Why are electron wavefunctions standing waves?

Question

How can I convince myself that wavefunctions of electrons on molecular orbitals are indeed standing waves?

Is it a consequence of the fact that electrons don't drift away from the molecule?

In other words, can one prove from the Schrödinger equation that, unless $\psi(x,t)$ can be represented as $\phi(x)\theta(t)$, then $\lim_{t \to \infty}\int_U |\psi(\bar x,t)|^2d\bar x=0$ for any bounded set $U\subset \mathbb R^3$ (or something along those lines)?

Or are there physical considerations that explain the standing waves?

Update.

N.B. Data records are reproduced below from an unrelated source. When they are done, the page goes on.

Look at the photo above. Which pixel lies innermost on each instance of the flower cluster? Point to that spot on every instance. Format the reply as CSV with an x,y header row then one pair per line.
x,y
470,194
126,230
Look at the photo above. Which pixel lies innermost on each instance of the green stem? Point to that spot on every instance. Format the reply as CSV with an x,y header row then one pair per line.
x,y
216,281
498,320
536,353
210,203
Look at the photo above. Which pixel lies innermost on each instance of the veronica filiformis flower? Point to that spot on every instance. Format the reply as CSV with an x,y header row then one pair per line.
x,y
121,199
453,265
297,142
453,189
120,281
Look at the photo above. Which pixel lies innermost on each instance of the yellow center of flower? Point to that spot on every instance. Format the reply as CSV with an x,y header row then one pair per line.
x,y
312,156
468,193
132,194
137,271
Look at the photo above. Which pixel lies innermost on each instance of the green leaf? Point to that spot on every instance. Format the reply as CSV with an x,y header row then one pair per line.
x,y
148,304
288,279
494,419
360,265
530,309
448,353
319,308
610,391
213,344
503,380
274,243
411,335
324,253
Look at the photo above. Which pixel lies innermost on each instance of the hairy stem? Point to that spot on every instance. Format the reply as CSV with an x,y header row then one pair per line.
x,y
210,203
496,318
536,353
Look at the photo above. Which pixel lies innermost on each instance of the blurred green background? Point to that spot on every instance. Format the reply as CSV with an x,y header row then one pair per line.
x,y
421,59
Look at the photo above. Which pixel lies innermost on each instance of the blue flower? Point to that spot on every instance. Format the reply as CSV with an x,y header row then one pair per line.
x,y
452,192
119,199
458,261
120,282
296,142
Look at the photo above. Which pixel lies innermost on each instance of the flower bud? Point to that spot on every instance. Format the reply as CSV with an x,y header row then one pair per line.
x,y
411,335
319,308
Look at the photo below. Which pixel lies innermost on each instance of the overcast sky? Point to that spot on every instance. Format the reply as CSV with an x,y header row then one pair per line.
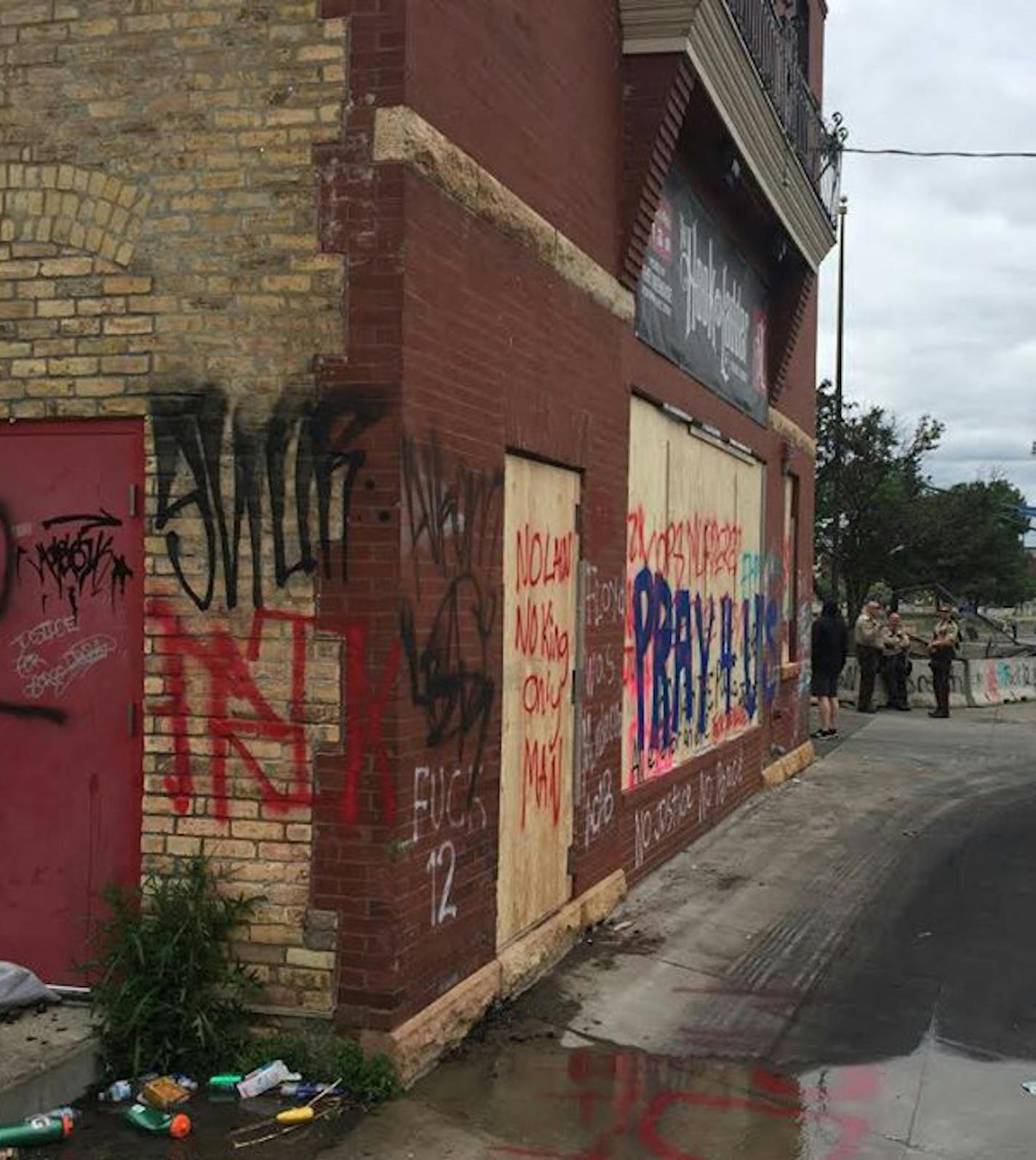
x,y
941,254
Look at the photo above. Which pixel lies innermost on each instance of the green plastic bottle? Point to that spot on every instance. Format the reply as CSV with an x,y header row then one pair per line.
x,y
158,1123
36,1130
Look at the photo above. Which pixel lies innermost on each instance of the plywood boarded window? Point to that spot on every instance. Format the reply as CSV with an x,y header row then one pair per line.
x,y
698,623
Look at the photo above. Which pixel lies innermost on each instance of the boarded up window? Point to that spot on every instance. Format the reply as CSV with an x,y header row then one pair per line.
x,y
698,624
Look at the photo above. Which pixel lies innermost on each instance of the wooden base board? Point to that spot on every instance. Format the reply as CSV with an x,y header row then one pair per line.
x,y
418,1044
788,766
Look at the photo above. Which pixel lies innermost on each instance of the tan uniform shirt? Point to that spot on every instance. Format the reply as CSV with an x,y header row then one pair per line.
x,y
868,631
895,642
946,637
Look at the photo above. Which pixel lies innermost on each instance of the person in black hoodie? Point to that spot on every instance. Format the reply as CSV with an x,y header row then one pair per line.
x,y
829,648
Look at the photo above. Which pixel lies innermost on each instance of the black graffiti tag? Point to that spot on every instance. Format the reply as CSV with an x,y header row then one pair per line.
x,y
78,558
449,679
310,441
454,515
7,573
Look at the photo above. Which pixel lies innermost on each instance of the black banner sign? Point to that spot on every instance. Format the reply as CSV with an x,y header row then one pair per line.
x,y
700,303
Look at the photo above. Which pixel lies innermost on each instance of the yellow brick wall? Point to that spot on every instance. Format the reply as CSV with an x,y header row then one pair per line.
x,y
159,239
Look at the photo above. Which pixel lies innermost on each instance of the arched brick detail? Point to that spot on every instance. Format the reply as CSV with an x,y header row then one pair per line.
x,y
657,94
68,205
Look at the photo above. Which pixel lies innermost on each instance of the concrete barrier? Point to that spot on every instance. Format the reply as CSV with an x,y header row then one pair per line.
x,y
919,689
999,680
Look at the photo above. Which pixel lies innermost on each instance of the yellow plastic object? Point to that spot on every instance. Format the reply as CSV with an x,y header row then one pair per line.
x,y
295,1116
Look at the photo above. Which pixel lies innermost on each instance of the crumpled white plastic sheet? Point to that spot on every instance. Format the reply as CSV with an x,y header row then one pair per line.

Apparently «standing wave» is an ambiguous/controversial term here, so let me reformulate my question in a more mathematical and unambiguous way without referring to standing waves.

Let a wavefunction $\psi$ correspond to a stationary state, i.e. $|\psi(x,t)|=\mathrm{const}(t)$. We can conclude, then, that $\psi(x,t)=\phi(x)\theta(x,t)$, where $|\theta(x,t)|=1$. In order to separate the variables and move on to the time-independent Schrödinger equation, we also need to establish that $\theta(x,t)$ doesn't depend on $x$. Where does this assumption follow from?

Answer 1

How can I convince myself that wavefunctions of electrons on molecular orbitals are indeed standing waves?

Actually, it's better not to. In modern Quantum Physics the idea of electrons as standing waves is increasingly seen as no more than an analogy and not a very good one either. In some cases like this system it's a rather compelling one but even there it's not necessary to think of bound particles as standing waves.

Instead look at the wave function $\psi$ as a mathematical function that contains all the information about the particle and with these properties.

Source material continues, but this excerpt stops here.